Poland, more than any other country, has commemorated tough, even unpleasant themes on its modern commemorative coins, including dozens related to the Holocaust and persecution of Jews.
In 2009 Poland honored Irena Sendler and two others who helped rescue some 2,500 Jews (mostly children) during World War II.
Sendler had been posing as a nurse so she could treat victims in the Warsaw Ghetto when she joined Zegota, an underground resistance organization, in 1942. With Sendler’s lead, some two dozen people – almost all women – spirited children to safety, using secret passageways or placing children inside luggage, even sedating them so their cries would not reveal the operation.
However, the operation was discovered, and Sendler was imprisoned. She slipped through the hands of the Grim Reaper many times in her career as a resister, and did so this time when her compatriots bribed a guard and she was allowed to escape instead of being executed.

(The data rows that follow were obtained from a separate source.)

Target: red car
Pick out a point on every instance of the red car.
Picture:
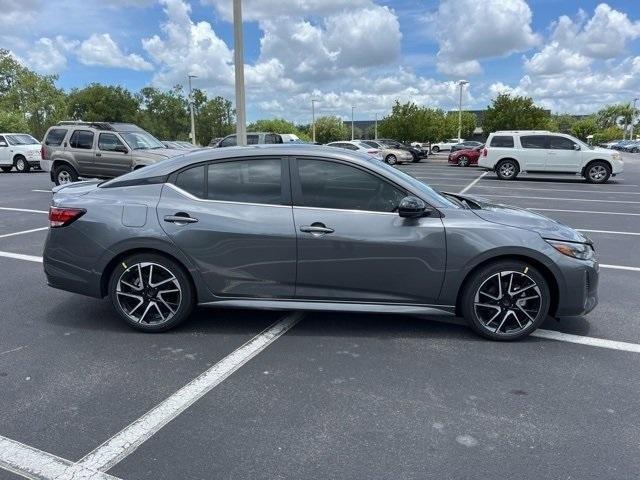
(464, 158)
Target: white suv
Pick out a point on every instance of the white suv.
(513, 152)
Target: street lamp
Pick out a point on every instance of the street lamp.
(238, 47)
(461, 84)
(353, 131)
(193, 121)
(313, 119)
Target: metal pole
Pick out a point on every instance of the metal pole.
(313, 120)
(241, 120)
(193, 120)
(352, 127)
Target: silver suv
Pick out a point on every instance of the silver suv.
(99, 150)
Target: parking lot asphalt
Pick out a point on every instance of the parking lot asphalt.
(337, 395)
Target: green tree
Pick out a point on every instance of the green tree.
(102, 103)
(509, 112)
(331, 129)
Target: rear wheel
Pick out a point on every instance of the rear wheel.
(21, 164)
(506, 300)
(64, 174)
(597, 172)
(152, 293)
(507, 169)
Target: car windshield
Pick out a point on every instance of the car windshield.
(141, 140)
(21, 139)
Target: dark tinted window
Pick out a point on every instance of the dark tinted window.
(109, 142)
(502, 141)
(192, 181)
(81, 139)
(252, 181)
(229, 142)
(55, 137)
(334, 185)
(560, 143)
(533, 141)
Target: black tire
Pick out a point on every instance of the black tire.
(65, 171)
(507, 169)
(475, 307)
(463, 161)
(21, 164)
(176, 306)
(597, 172)
(391, 159)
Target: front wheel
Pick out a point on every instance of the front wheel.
(506, 300)
(152, 293)
(597, 172)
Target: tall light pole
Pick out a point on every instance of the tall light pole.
(633, 113)
(193, 119)
(353, 130)
(461, 84)
(238, 47)
(313, 120)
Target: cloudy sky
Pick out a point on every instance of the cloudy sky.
(569, 55)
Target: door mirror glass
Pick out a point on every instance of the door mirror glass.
(411, 207)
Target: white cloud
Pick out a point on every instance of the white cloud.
(491, 28)
(101, 50)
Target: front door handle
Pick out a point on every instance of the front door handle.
(180, 218)
(316, 229)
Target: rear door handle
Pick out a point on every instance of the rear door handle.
(180, 218)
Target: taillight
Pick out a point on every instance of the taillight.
(63, 216)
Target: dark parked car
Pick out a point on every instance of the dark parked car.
(465, 158)
(310, 228)
(466, 145)
(418, 153)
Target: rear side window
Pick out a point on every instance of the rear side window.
(533, 141)
(251, 181)
(82, 139)
(502, 141)
(55, 137)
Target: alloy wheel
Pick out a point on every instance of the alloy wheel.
(148, 293)
(507, 302)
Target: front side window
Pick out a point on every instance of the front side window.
(55, 137)
(560, 143)
(110, 142)
(250, 181)
(326, 184)
(81, 139)
(534, 141)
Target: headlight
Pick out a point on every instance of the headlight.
(582, 251)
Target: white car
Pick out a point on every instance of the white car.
(19, 150)
(509, 153)
(446, 145)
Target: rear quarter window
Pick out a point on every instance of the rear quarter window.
(55, 137)
(502, 141)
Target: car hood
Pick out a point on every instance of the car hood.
(523, 218)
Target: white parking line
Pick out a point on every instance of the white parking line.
(591, 341)
(20, 256)
(473, 183)
(35, 464)
(23, 232)
(11, 209)
(581, 211)
(131, 437)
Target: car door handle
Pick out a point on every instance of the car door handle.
(316, 229)
(180, 218)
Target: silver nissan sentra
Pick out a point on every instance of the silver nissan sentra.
(310, 228)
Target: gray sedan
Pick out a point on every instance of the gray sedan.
(310, 228)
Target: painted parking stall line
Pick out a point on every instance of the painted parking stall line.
(131, 437)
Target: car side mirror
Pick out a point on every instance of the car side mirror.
(412, 207)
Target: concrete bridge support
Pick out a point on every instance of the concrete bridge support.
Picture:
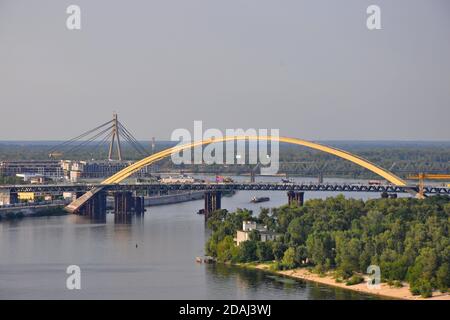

Such a fate, however, befell many of the parents whose children were rescued. Though the children were provided false documents, Sendler created lists of their real names, burying them in jars, hidden to allow for reunions after the war. But reunions simply were not possible for most children as their parents were killed in concentration camps or otherwise scattered.
Sendler’s story may have remained unknown to the world, but for four Kansas students who traced it for a school project that resulted in the play, Life in a Jar.
In 2008, at 98 years old, Sendler died, having seen her legacy cemented through the play, which was turned into a Hallmark movie with Anna Paquin.
For coin collectors, the honor she received in 2009 is even better.
Sendler, Zofia Kossak-Szczucka and Sister Matylda Getter were honored on two coins in the “Poles Who Saved Jews” series. A circulating 2-zloty coin shows a hand breaking through a brick-and-barbed-wire barrier with the name of Zegota. Image of all three women appear on the Proof silver 20-zloty collector coin.
In 1965 the trio was proclaimed among the Polish Righteous Among the Nations recipients from Israel’s Yad Vashem Holocaust museum, awarded to those who saved Jews from extermination during the war.